After a little literature search, it seems that a slightly modified version of the inequality, with a factor $1/2$ instead of $1/4$ in the right-hand side, is a consequence of Theorem IX.4.2 in the textbook Matrix Analysis by Rajendra Bhatia.

Statement of Theorem IX.4.2: for any two matrices, $$s_j(A^*B) \leq \frac{1}{2} \, s_j(AA^* + BB^*),$$ where $s_j$, $j = 1, \dots, n$, denotes the $j$-th singular value.

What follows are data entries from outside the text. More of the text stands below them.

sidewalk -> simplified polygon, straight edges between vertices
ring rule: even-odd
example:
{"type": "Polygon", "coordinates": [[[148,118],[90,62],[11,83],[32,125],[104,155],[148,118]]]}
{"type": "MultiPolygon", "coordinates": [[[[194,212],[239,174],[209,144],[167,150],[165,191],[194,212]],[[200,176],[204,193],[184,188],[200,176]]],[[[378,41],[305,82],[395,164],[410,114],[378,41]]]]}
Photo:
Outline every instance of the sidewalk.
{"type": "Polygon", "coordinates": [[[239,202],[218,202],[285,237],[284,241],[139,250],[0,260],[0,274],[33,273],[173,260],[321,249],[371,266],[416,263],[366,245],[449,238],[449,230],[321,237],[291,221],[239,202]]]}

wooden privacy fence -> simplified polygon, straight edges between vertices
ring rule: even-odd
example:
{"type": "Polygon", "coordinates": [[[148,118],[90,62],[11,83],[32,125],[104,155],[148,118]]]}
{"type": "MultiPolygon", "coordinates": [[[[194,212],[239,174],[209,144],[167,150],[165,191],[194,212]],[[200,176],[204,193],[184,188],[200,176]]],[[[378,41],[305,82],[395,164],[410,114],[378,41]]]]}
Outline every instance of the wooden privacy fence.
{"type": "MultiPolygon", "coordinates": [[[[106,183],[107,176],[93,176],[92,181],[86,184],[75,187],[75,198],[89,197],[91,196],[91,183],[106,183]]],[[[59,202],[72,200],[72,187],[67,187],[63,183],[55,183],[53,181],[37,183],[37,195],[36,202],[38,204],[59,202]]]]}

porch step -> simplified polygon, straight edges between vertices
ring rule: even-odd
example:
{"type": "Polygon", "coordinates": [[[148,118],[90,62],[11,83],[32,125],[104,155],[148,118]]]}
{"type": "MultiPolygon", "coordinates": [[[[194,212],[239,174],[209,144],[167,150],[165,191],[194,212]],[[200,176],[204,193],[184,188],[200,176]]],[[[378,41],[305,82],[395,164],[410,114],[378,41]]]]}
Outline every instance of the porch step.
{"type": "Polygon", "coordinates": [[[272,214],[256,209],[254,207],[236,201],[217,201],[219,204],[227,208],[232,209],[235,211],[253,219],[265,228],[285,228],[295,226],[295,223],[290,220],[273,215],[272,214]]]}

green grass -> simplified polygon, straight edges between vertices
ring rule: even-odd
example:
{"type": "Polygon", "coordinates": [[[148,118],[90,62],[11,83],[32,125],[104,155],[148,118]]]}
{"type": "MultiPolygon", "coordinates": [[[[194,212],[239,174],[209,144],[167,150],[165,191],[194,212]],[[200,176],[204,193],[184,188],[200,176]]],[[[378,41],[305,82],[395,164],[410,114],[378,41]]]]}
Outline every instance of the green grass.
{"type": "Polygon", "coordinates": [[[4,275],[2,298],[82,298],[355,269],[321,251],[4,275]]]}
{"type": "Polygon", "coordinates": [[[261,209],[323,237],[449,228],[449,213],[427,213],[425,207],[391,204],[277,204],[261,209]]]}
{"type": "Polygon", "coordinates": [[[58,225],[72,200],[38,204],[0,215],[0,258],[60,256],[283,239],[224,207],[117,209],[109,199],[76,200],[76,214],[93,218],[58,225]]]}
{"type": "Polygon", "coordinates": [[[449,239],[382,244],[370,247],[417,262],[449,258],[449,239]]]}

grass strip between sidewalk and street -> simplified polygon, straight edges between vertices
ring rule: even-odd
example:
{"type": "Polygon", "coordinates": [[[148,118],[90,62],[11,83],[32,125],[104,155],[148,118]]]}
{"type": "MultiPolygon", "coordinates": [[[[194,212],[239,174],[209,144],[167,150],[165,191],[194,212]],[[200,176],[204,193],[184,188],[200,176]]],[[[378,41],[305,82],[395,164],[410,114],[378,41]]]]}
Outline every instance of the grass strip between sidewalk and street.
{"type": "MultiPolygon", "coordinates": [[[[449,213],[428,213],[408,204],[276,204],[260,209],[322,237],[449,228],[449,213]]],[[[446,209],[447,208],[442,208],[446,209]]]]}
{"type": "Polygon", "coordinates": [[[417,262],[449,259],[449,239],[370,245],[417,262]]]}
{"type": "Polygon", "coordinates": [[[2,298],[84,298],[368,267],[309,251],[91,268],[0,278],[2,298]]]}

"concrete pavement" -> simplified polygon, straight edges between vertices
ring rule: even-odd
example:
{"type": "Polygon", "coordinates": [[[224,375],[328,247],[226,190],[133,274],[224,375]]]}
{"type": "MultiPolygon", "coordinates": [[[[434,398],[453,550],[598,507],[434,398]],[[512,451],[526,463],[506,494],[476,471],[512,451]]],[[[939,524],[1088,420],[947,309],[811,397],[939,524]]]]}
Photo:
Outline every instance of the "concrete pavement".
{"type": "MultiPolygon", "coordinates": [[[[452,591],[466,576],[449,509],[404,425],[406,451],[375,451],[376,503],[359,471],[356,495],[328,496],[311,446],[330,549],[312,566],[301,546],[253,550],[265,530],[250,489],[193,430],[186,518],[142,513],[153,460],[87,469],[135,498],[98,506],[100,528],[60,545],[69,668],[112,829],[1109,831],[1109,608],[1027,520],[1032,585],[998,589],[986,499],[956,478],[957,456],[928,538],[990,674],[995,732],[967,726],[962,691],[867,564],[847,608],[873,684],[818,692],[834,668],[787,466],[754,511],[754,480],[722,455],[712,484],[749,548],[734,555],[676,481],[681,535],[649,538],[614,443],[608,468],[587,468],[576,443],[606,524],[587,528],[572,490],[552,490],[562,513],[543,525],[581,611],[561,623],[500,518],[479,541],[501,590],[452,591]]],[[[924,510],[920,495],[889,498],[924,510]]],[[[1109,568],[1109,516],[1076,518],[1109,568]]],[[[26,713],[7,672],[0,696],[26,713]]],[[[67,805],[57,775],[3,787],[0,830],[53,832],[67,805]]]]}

Proof that this partially answers the question: we can rewrite the left-hand side as $$ GM(A, B) := tr \left( (A B^2 A)^{1/2}\right) = tr \left(\left((BA)^*BA\right)^{1/2} \right) = \sum_j s_j(BA). $$ Using the quoted result, we therefore obtain \begin{align} GM(A, B) &\leq \frac{1}{2} \sum_j s_j(A^2 + B^2) = \frac{1}{2} tr(A^2 + B^2) \\ &= \frac 14 tr((A + B)^2 + (A - B)^2) \\ &= \frac 14 tr(A + B)^2 + \frac{1}{4} tr(A - B)^2 \\ &= \frac 14 \|A + B\|_F^2 + \frac 14 \|A - B\|_F^2 \\ &\leq \frac 12 \|A + B\|_F^2 =: 2 \, AM(A, B). \end{align} Let us note that numerical experiments show that the inequality $$ \frac{1}{2} \sum_j s_j(A^2 + B^2) \leq 2 \, AM(A, B), $$ is sharp.

Answer 1

It turns out that this question is non-trivial and was resolved only in 1999, by Rajendra Bhatia and Fuad Kittaneh in the paper Notes on matrix arithmetic–geometric mean inequalities, freely available here. They show that, for any unitarily invariant matrix norm $\|.\|$, $$ \| A B\|\leq \frac 14 \|(A+B)^2\|. $$ In the particular case of the Schatten norm with $p = 1$, this means $$ \sum_j s_j(AB) \leq \frac{1}{4} \sum_j s_j ((A + B)^2) = \frac{1}{4}\sum_j (s_j(A+B))^2, $$ which is the inequality we were trying to show.

Answer 2

Denote $C = AB$, then $CC^t$ is positive definite. Hence,

$$ tr \left( (A B^2 A)^{1/2} \right) = tr \left( (CC^t)^{1/2} \right) \leq \left( tr(CC^t) \right)^{1/2} = \left( tr (A B^2 A)\right)^{1/2} = \left( tr (A^2 B^2 )\right)^{1/2} = tr(AB).$$

Now,

$$ tr(AB) = \sum_i \sum_j a_{i,j} b_{j,i} \leq \sum_i \sum_j \frac{1}{4}(a_{i,j} + b_{j,i})^2 = \sum_i \sum_j \frac{1}{4}(a_{i,j} + b_{i,j})^2 = \frac{1}{4} \| A + B\|_F^2.$$

Hence the result